Machine analysis of judges’ language will help lawyers argue their case

The research company LexisNexis is launching a service in the UK next year that will allow lawyers to analyse the language of judges to help argue their cases, according to Legal IT Insider.

Unlike Lex Machina, the firm’s flagship analytics tool that mines the metadata contained within vast quantities of public documents, its new service, Context, examines in great detail the language used by judges, including the cases they cite.

“Context allows people to analyse language to make informed decisions,” said Jeff Pfeifer, Lexis’ vice president of product management. “By mining the data, we can isolate the argument the judge will find most persuasive.

“Judges generally apply the law consistently and we can say ‘in more than 100 motion types, the judge has ruled this way on a motion to dismiss’ and we can see if the motion was granted, partially granted or denied and what the rationale was.

“The next level of citation analytics looks at what language does she cite. For example, she cites Adams v Johnson 37 times, or repeats it at every instance.
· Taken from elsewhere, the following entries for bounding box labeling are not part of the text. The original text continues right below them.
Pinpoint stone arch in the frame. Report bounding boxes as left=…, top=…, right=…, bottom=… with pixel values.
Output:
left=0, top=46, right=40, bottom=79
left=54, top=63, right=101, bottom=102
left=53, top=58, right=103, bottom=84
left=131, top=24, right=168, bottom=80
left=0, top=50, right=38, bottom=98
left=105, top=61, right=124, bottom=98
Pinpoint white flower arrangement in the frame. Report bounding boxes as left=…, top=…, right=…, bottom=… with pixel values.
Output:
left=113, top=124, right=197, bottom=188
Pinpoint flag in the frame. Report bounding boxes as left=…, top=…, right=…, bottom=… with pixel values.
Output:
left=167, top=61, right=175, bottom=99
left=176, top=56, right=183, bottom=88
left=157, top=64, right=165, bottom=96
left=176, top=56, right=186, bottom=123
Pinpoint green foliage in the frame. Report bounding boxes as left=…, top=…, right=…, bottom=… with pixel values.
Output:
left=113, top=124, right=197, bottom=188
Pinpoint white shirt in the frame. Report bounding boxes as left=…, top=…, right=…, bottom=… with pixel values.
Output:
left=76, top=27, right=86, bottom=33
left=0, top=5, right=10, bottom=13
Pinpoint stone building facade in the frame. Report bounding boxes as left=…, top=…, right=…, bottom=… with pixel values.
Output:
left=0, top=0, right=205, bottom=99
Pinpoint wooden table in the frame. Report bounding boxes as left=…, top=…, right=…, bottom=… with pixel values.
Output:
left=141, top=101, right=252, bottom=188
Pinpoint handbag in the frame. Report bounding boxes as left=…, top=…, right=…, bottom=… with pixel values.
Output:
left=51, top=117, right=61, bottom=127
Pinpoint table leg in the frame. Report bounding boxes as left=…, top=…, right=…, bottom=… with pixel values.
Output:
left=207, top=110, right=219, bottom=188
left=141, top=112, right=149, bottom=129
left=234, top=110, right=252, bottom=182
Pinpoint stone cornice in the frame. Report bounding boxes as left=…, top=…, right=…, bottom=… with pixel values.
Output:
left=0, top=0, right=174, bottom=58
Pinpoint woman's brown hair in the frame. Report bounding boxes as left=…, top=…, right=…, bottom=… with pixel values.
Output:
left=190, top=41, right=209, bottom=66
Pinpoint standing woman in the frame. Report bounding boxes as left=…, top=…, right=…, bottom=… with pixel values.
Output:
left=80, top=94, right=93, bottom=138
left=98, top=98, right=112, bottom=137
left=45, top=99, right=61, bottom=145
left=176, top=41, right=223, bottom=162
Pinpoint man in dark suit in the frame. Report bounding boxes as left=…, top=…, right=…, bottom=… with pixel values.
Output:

So, from that you may conclude that your case is unlikely to be persuasive.”

Lexis is planning to launch Context first in Canada and will then focus on the UK, which significantly trails behind the US in terms of its ability to use analytics to help guide decision making within the litigation process.

“We’re working at the intersection of law and human behaviour,” said Pfeifer. “When we talk to judges, they say ‘I tell you what to argue – the roadmap is in the judgment.’”

In the US, Context extends that analytical capability to expert witnesses, where Lexis has refined its language recognition capability and applied it to much bigger data sets.

“We’ve been collecting expert data for a while,” said Pfeifer. “We can say ‘this expert was either admitted or fully or partially excluded, and work out what has the judge said about his appearance. It’s very difficult to get this information and there have been no good sources until now.”

The release is part of a move by Lexis to dominate the analytics scene which is bringing results; 70 of the top 100 US law firms now use Lex Machina as well as dozens of corporates.